In the current trial, the sample size was calculated based on the primary objective (ie, incidence of grade ≥3 neutropenia and/or neutropenic complications) and may not be sufficient to identify a difference in secondary outcomes. However, OS observed in CABASTY (median, 14.1 months in both treatment groups) compared well with OS observed with the standard CBZ regimen in trials conducted either in second- or third-line therapy for mCRPC.^3,9,12,32 This finding further supports evidence that CBZ retains its activity in resistant tumors³³ and further differentiates CBZ from docetaxel, which seems to lose some activity in patients previously exposed to AR-targeted agents.^10,34,35 In addition, the fact that a CBZ biweekly regimen showed an OS that was similar to a triweekly regimen suggests that the activity of CBZ may be related to the cumulative dose administered (similar in both groups in CABASTY) rather than the peak concentration, which is a direct cause of neutropenia. This finding is important because severe neutropenia has been associated with prolonged OS in many tumor types^36,37 but at the cost of an increased risk of neutropenic complications.

Limitations

This study has some limitations. Because of the different CBZ schedules, the treatment could not be blinded to patients. This was an open-label trial with no central review of the standard imaging. However, a previous study³⁸ has suggested little variance between a local and a central imaging review in this population. The triweekly dose of 20 mg/m² CBZ was not chosen as a comparator, but the rate of grade 3 or higher neutropenia and/or neutropenic complications was much higher in the PROSELICA study (41.8%)¹² compared with the adapted triweekly schedule of CBZ of 16 mg/m².

Conclusions

The results of the CABASTY phase 3 randomized clinical trial demonstrated that a biweekly schedule of CBZ, 16 mg/m², plus prophylactic G-CSF at every cycle, significantly reduced the risk of severe neutropenia and/or neutropenic complications compared with the standard regimen (triweekly CBZ, 25 mg/m², plus G-CSF). Because the risk of grade 3 or higher neutropenia increased with age and is already high in patients younger than 75 years, these data may be practice changing, especially in patients 65 years or older with mCRPC who are often denied chemotherapy in daily clinical routines.

Supplement 1.

Trial Protocol and Statistical Analysis Plan

Click here for additional data file.^{(2.8MB, pdf)}

Supplement 2.

eTable 1. Cabazitaxel Exposure (Safety Patient Population)

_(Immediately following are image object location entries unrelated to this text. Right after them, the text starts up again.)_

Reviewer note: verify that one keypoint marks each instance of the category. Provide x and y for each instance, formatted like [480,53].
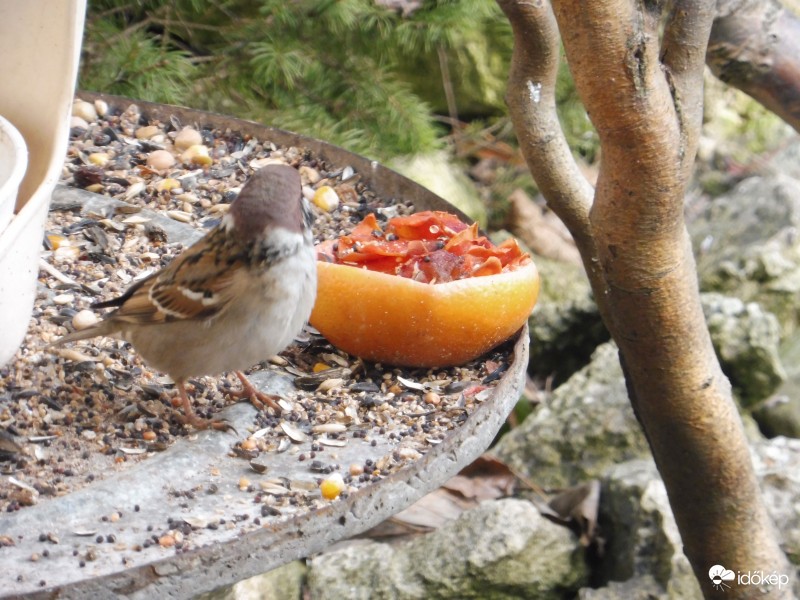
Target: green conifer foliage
[331,69]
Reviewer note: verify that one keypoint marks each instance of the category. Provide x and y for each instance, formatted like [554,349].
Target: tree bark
[643,93]
[755,47]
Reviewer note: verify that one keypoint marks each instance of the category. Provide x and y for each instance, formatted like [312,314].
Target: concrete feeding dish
[197,513]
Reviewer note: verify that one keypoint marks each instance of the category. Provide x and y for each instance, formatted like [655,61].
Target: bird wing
[198,285]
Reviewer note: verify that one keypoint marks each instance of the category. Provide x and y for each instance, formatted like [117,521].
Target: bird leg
[256,397]
[190,418]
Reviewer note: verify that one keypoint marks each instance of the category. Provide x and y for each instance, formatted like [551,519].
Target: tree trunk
[755,47]
[643,93]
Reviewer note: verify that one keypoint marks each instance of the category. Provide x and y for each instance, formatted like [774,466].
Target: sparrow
[234,298]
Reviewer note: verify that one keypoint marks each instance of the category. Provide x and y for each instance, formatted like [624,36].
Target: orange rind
[383,317]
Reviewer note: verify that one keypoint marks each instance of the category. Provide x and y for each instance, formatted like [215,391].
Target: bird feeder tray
[196,516]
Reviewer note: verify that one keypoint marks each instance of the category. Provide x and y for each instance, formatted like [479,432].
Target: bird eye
[308,215]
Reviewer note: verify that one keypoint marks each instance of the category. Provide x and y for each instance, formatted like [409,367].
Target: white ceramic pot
[40,42]
[13,162]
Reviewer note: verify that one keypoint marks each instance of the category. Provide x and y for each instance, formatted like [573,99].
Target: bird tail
[99,329]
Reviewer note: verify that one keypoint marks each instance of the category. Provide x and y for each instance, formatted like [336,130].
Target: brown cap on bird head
[271,197]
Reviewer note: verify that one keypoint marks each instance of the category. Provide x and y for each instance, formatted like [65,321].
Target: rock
[746,339]
[436,172]
[637,588]
[586,427]
[777,465]
[565,326]
[563,336]
[501,549]
[780,414]
[747,245]
[285,582]
[643,549]
[642,538]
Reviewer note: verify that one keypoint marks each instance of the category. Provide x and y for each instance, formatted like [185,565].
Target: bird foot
[200,423]
[257,398]
[190,418]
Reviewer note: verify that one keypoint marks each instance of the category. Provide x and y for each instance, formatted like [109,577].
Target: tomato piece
[429,246]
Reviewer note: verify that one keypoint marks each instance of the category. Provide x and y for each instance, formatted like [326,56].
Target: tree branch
[531,101]
[639,256]
[755,47]
[683,54]
[532,105]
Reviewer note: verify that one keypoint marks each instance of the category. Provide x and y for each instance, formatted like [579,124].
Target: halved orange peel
[380,298]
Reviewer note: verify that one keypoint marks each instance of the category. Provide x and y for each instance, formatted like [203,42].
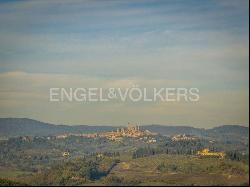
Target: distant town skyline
[164,43]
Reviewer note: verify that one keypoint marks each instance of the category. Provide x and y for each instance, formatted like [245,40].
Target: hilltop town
[132,131]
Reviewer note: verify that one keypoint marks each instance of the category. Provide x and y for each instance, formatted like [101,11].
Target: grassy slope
[179,170]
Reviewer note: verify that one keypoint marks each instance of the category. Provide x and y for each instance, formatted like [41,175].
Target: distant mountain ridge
[29,127]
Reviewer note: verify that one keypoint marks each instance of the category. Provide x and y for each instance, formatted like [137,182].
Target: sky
[164,43]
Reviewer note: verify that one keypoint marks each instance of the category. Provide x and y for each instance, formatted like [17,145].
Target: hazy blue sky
[187,43]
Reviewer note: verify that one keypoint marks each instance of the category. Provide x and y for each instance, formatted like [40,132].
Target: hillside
[23,126]
[28,127]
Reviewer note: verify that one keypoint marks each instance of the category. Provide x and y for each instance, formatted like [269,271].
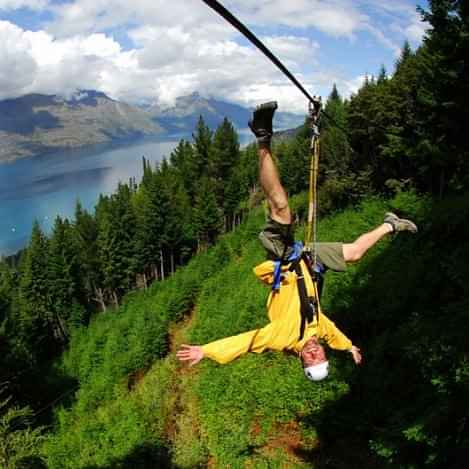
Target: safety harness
[309,304]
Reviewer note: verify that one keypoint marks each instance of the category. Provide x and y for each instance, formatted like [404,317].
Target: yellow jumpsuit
[282,333]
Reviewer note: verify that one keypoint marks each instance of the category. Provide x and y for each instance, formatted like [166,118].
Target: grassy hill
[137,407]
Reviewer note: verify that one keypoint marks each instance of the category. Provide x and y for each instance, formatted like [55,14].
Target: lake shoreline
[96,147]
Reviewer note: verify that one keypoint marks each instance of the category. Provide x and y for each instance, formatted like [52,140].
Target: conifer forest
[92,314]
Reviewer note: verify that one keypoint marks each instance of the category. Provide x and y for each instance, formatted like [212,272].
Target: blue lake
[43,187]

eTable 2. Baseline Characteristics of Patients Who Developed or Not Grade ≥3 Neutropenia During Treatment, Regardless of Treatment Arm

eTable 3. First Occurrence of Grade ≥3 Neutropenia per Treatment Cycle (Safety Population)

eFigure 1. Forest Plot of Logistic Regression on Incidence of Grade ≥3 Neutropenia and/or Neutropenic Complications (Safety Population)

eFigure 2. Forest Plot of Treatment Effect on Overall Survival (Intent-to-Treat Population)

eFigure 3. Waterfall Plot of the PSA Response

eTable 4. Adverse Events (AEs) (Safety Population)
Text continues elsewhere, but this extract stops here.